Kritik Dönemeçte Türk Milliyetçileri
İman etmedikçe cennete giremezsiniz; birbirinizi sevmedikçe gerçek manada iman etmiş olamazsınız (Hadis-i şerif)
Dünya tarihinin en köklü birkaç milletinden biri olan Türk milleti, 21. Yüzyılın ilk çeyreğinde çok önemli bir imtihanla karşı karşıya...Gerçi tarihimizde pek çok badireler atlatmış, zirvelere çıkmış, bazen aniden bazen de ağır ağır zirvelerden inmiş bir ecdadın torunları olduğumuzun farkındayız. Bununla birlikte, 20. Yüzyılın sonlarında başlayan dünyanın yeniden şekillenmesi sürecinde, medeniyetler çatışması tezi etrafında İslam dünyasının Batının yeni(den) ötekisi haline getirilmesinin sinyalleri verilmiş, 11 Eylül 2001 olayından sonra İslam dünyasının ötekileştirilmesi ve dönüştürülmesi çabaları yeni bir evreye girmiştir. 1990’larda Türk dünyası ile bütünleşme fırsatlarını yeterince değerlendiremeyen Türkiye, 2000’lerde İslam dünyası ile iyi ilişkileri geliştirdiği izlenimi vermiş ama başta ABD ve İsrail olmak üzere çeşitli güç odaklarının manipülasyonları sonucunda, Suriye, İran ve Irak (merkezî yönetimi) gibi üç komşusuyla cidden problemli bir döneme girmiştir. 2003’de Irak’a yapılan müdahale sırasında bozulan Türk-Amerikan ilişkileri düzeltilmeye çalışılırken İsrail ile çıkan Mavi Marmara krizi gibi, Suriye’deki iç savaş da neticede Türkiye’deki terör faaliyetlerinin ve PKK’nın saldırılarının yoğunlaşmasını beraberinde getirmiştir.

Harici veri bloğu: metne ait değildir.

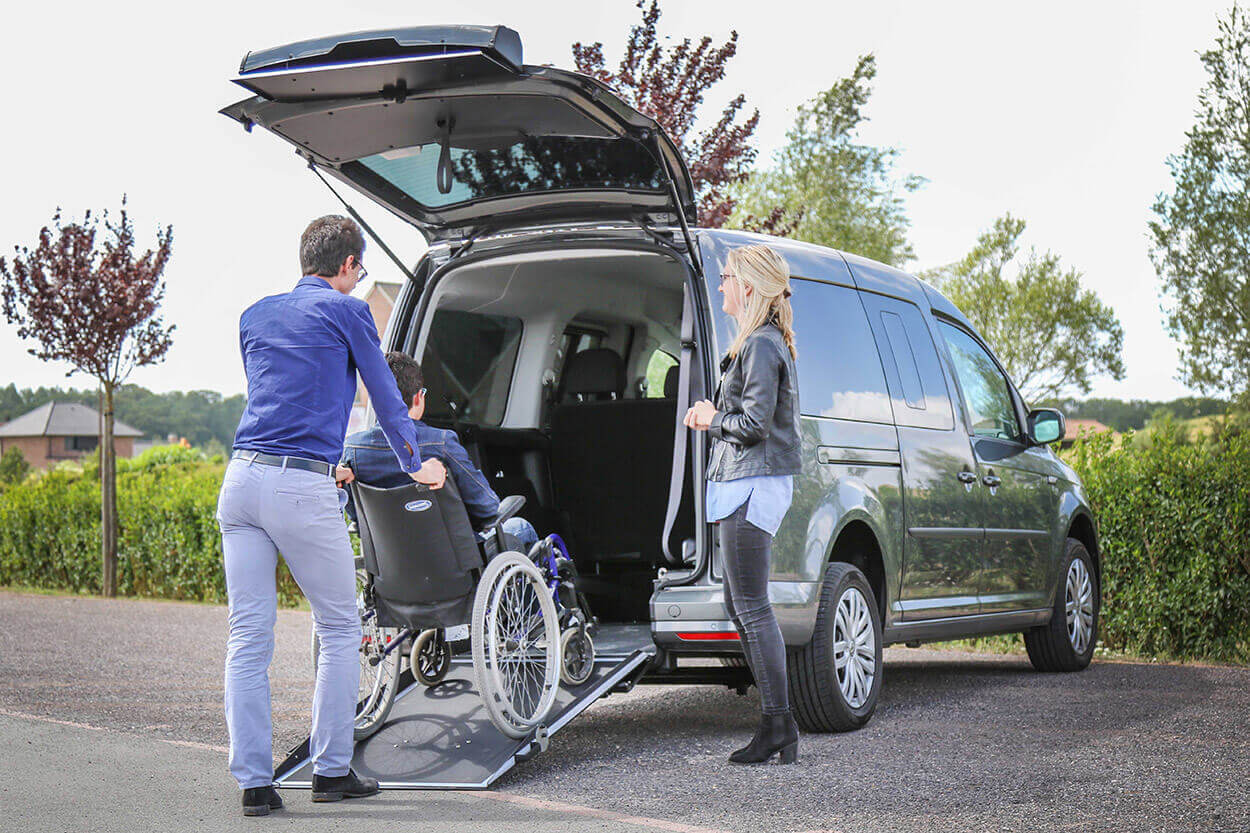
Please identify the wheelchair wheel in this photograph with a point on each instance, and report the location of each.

Türkiye’nin büyük ümitlerle girdiği Gümrük Birliği ve AB’ye tam üyelik çabaları, Türkiye’yi asla Avrupa’nın bir parçası olarak görmeyen AB’nin ana aktörleri tarafından akamete uğratılmış, Türkiye Güney Kıbrıs’ın Dönem Başkanı olduğu bir AB ile müzakere yürütmek durumunda bırakılmıştır.
İçeride yeni anayasa çalışmaları çerçevesinde Türk kimliği sorgulanır hale gelmiş, “demokratik açılım” çabaları çerçevesinde ülkedeki etnik grupların adının her gün tadat edilmesi ve böylece etnik bilincin yükselmesi yüzünden Türk millî kimliğinin kuşatıcı, kapsayıcı ve kucaklayıcı niteliği bilerek veya bilmeyerek aşındırılmış, Türklük milletin zihninde adeta bir etnisiteye indirgenmiştir.

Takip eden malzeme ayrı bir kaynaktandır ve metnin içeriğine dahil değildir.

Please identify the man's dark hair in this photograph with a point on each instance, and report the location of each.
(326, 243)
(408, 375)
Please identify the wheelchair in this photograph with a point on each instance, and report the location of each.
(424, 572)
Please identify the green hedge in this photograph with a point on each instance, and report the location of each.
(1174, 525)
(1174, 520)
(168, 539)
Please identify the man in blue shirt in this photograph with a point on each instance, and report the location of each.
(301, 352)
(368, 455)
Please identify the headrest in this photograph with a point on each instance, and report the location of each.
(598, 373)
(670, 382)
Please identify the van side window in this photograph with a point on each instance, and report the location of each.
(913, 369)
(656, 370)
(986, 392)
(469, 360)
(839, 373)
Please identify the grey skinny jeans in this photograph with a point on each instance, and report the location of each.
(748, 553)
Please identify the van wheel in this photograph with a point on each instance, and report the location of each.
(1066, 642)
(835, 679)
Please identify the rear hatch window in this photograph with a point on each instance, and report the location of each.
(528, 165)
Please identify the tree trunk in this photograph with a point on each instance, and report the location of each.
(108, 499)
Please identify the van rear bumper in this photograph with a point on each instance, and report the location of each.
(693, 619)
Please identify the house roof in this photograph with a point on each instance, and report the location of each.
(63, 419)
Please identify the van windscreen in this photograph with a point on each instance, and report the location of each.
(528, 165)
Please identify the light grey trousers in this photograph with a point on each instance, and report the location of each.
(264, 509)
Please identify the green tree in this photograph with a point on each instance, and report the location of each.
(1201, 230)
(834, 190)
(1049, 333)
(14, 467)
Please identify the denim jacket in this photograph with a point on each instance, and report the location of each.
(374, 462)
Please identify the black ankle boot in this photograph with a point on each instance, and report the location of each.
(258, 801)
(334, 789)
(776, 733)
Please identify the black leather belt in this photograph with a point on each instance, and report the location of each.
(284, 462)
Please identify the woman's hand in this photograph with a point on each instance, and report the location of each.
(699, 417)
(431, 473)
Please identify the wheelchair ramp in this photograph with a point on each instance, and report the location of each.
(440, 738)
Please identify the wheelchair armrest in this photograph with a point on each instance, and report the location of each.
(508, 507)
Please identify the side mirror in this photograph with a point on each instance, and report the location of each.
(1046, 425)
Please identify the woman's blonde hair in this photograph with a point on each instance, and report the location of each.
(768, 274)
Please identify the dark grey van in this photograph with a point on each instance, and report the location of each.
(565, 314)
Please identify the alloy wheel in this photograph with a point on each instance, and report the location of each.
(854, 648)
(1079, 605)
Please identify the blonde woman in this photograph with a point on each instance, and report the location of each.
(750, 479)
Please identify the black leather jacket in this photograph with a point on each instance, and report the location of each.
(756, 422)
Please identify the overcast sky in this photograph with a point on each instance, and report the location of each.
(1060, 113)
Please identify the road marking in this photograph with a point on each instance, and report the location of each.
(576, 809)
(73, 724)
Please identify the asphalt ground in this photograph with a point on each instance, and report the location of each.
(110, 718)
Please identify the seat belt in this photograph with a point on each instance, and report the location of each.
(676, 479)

2002’den bu yana ülkede tek parti iktidarının bulunmasının siyasî alanda ve ekonomide nispî bir istikrarı beraberinde getirdiği doğrudur. Bununla birlikte, yeni yüzyıla girilirken neredeyse tamamen durmuş olan terör olayları 2005’den itibaren, Kuzey Irak’da sağlanan ortamın da etkisiyle, giderek tırmandı. Demokratikleşme paketlerinin bölücüler tarafından PKK’nın verdiği mücadelenin getirisi ve dolayısıyla meşruiyetinin göstergesi olarak sunulması yüzünden Kürtçü bölücülük giderek güç kazandı. Neticede, Ortadoğu coğrafyasındaki tehlikeli gelişmelerin de katkısıyla 2012 yılında Türkiye terörsüz gün geçmeyen bir ülke haline geldi.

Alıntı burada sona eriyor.